Sparse Autoencoders (SAEs) are widely employed for mechanistic interpretability and model steering. Within this context, steering is by design performed by means of decoding altered SAE intermediate representations. This procedure essentially rewrites the original activations as a weighted sum of decoder features. In contrast to existing literature, we forward an encoder-centric alternative to model steering which demonstrates a stronger cross-modal performance. We introduce S&P Top-K, a retraining-free and computationally lightweight Selection and Projection framework that identifies Top-K encoder features aligned with a sensitive attribute or behavior, optionally aggregates them into a single control axis, and computes an orthogonal projection to be subsequently applied directly in the model's native embedding space. In vision-language models, it improves fairness metrics on CelebA and FairFace by up to 3.2 times over conventional SAE usage, and in large language models, it substantially reduces aggressiveness and sycophancy in Llama-3 8B Instruct, achieving up to 3.6 times gains over masked reconstruction. These findings suggest that encoder-centric interventions provide a general, efficient, and more effective mechanism for shaping model behavior at inference time than the traditional decoder-centric use of SAEs.

Paper Structure

This paper contains 18 sections, 1 equation, 4 figures, 11 tables.

Figures (4)

  • Figure 1: Sample generation demonstrating behavioral steering interventions on Llama 3 8B Instruct prompted to produce a sycophantic opinion. We apply two Sparse Autoencoder (SAE)-based methods to remove sycophancy: the conventional decoder-centric Masked Reconstruction approach and our proposed encoder-centric S&P Top-K protocol. Lower LLM-as-a-judge sycophancy scores indicate superior mitigation of the targeted behavioral pattern. The results illustrate that conventional Masked Reconstruction fails to suppress sycophantic behavior, while our S&P Top-K intervention successfully redirects the model's output, eliminating direct praise, repeatedly deferring endorsement, and leading the model to ultimately employ laudatory language in a sarcastic manner that subverts the original sycophantic intent.
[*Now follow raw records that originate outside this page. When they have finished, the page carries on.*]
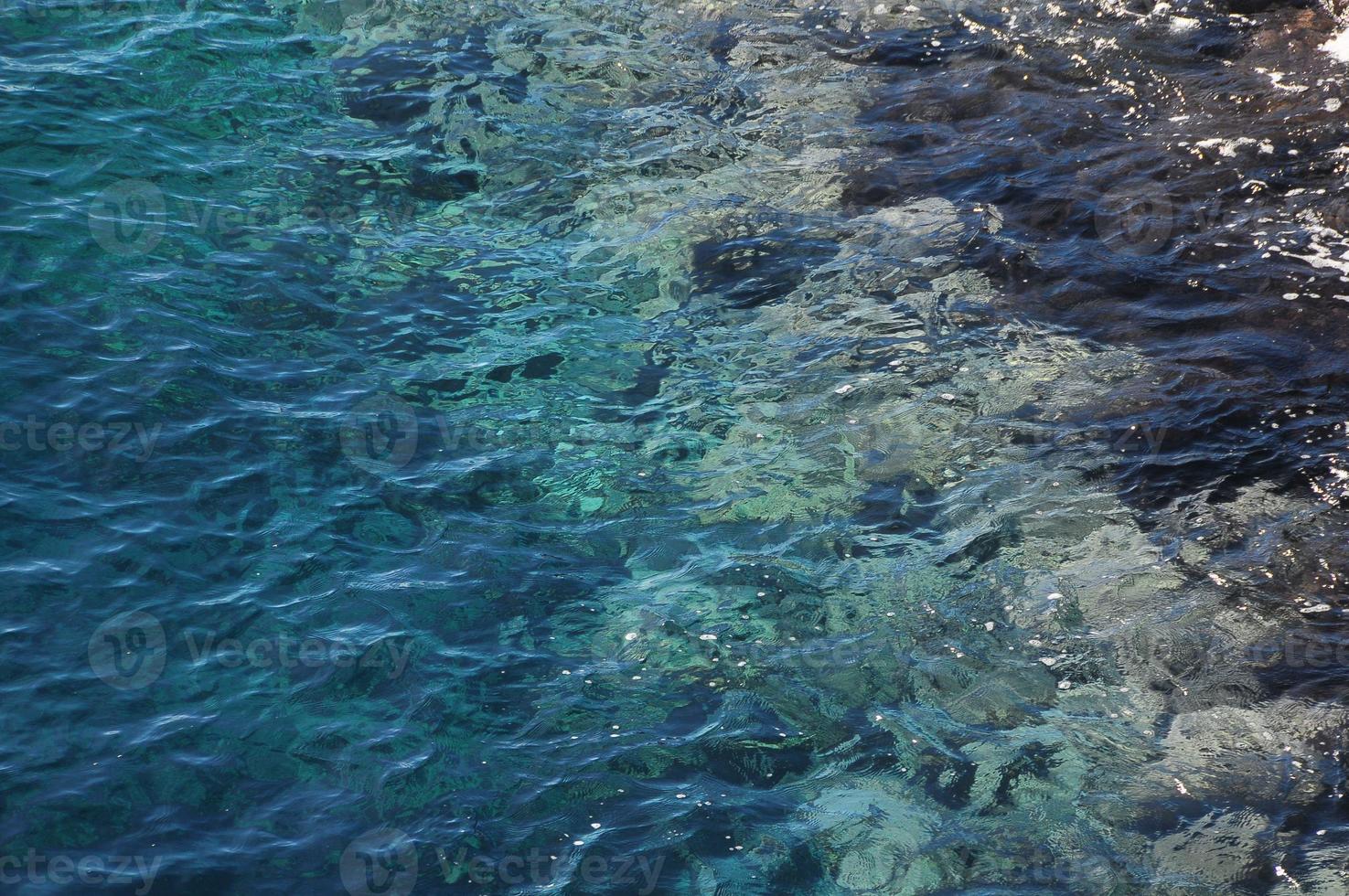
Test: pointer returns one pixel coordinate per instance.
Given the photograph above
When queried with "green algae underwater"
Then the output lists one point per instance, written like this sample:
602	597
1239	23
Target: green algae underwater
669	448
  • Figure 2: Illustration of the proposed S&P Top-K protocol. The main steps of our approach are highlighted in green. We first employ a selection mechanism to identify relevant SAE features. We further propose a debiasing procedure based on orthogonalizing input embeddings with respect to encoder weights. To this end, we compute in the second step, a weighted sum of the encoder weights corresponding to the selected features to derive a unified bias axis. Finally, we compute a projection that orthogonalizes input vectors relative to this identified axis.
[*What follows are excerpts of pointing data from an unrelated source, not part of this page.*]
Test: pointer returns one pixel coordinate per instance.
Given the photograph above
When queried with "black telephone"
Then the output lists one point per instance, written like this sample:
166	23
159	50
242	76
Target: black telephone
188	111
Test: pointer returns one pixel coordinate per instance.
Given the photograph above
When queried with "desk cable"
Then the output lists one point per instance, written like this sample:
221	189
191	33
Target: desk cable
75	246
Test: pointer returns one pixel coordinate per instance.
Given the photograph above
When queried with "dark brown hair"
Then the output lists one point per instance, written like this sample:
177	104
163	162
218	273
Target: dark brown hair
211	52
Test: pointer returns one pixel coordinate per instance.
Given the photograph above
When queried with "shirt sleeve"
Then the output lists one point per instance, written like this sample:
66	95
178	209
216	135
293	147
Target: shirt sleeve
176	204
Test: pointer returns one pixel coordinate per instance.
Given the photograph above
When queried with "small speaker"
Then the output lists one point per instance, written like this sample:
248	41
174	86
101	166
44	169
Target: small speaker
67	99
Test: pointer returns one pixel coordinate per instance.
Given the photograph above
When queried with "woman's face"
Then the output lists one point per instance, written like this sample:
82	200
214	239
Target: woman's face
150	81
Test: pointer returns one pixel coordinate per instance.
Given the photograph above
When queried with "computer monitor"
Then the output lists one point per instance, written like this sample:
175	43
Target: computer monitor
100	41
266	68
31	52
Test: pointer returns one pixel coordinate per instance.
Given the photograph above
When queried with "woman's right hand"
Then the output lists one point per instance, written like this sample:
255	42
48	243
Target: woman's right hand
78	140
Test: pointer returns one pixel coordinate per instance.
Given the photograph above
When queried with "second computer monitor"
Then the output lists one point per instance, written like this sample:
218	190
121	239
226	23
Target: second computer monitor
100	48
  • Figure 3: Utility-fairness trade-off analysis on the CelebA dataset. We vary the parameter $\alpha$ in Equation \ref{['eq:orthogonal_removal']} across the range $[0.1, 1.0]$ in increments of $0.1$ to modulate performance degradation. Increasing $\alpha$ toward $1$ consistently reduces Worst Group AUC ROC across all experimental configurations. The configuration S&P Top-K w/ Interpolation + BendVLM represents a continuum where $\alpha=0$ corresponds to the baseline Bend-VLM method, while $\alpha=1$ represents our complete S&P Top-K framework combined with Bend-VLM. Compared to the non-interpolated setting, weight interpolation with single-axis removal significantly stabilizes performance.
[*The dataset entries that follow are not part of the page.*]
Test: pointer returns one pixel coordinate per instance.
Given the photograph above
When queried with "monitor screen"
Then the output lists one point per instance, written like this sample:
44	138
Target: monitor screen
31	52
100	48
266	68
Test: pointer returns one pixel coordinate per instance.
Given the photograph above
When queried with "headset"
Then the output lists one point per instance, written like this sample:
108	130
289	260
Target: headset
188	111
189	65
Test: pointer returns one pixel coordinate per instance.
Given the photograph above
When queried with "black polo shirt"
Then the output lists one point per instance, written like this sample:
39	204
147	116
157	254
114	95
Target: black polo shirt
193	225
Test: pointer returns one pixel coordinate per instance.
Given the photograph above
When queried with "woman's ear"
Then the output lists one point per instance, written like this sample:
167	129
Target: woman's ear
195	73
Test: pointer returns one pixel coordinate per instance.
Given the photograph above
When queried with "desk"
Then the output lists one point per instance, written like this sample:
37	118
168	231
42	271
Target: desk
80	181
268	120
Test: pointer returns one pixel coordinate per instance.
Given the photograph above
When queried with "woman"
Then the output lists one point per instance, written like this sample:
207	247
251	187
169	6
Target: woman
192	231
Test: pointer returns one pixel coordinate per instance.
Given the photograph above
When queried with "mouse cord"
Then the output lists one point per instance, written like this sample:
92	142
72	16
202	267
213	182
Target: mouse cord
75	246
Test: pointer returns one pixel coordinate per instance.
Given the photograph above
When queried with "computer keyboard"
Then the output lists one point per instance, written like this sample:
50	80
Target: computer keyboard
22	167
  • Figure 4: Distribution of behavioral intensity scores assigned by the LLM-as-a-judge evaluation protocol for aggressiveness and sycophancy in Llama 3 8B Instruct outputs. The model is prompted to generate opinions exhibiting the targeted behavior, followed by behavioral steering interventions using Sparse Autoencoders through two approaches: Masked Reconstruction and our proposed S&P Top-K method. Lower scores indicate greater efficacy in mitigating the targeted behavioral patterns.